𝗟𝗼𝗼𝗸𝗶𝗻𝗴 𝗔𝗵𝗲𝗮𝗱 (𝗘𝗮𝘀𝗶𝗻𝗴 𝗼𝗳 𝗹𝗶𝗾𝘂𝗶𝗱𝗶𝘁𝘆 𝗽𝗿𝗲𝘀𝘀𝘂𝗿𝗲𝘀)
• Medium term (2026): The Gas-to-Energy project will cut the fuel import bill by roughly one-third, saving around US$300 million annually and immediately easing forex pressures.
• Long term: Continued economic diversification will strengthen the non-oil trade balance. Over time, this will reduce the deficit or even shift to a surplus, further bolstering forex liquidity and macroeconomic stability.
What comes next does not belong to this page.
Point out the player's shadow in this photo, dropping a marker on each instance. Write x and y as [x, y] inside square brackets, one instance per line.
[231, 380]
𝗞𝗲𝘆 𝘁𝗮𝗸𝗲𝗮𝘄𝗮𝘆: Guyana’s challenge is not a shortage of foreign exchange but the management of liquidity pressures in a rapidly expanding economy. With strengthened enforcement, policy coordination, and strategic diversification, Guyana is well positioned to maintain stability and sustain inclusive growth.
𝗞𝘂𝗱𝗼𝘀 𝘁𝗼 𝘁𝗵𝗲 𝗣𝗿𝗲𝘀𝗶𝗱𝗲𝗻𝘁 𝗳𝗼𝗿 𝗰𝗼𝗻𝗳𝗿𝗼𝗻𝘁𝗶𝗻𝗴 𝘁𝗵𝗲𝘀𝗲 𝗶𝘀𝘀𝘂𝗲𝘀 𝗵𝗲𝗮𝗱-𝗼𝗻 𝘁𝗼 𝗺𝗶𝘁𝗶𝗴𝗮𝘁𝗲 𝘁𝗵𝗲 𝗿𝗶𝘀𝗸𝘀. 𝗧𝗵𝗲 𝗻𝗲𝘄 𝗺𝗲𝗮𝘀𝘂𝗿𝗲𝘀 𝗮𝗿𝗲 𝘄𝗲𝗹𝗰𝗼𝗺𝗲𝗱.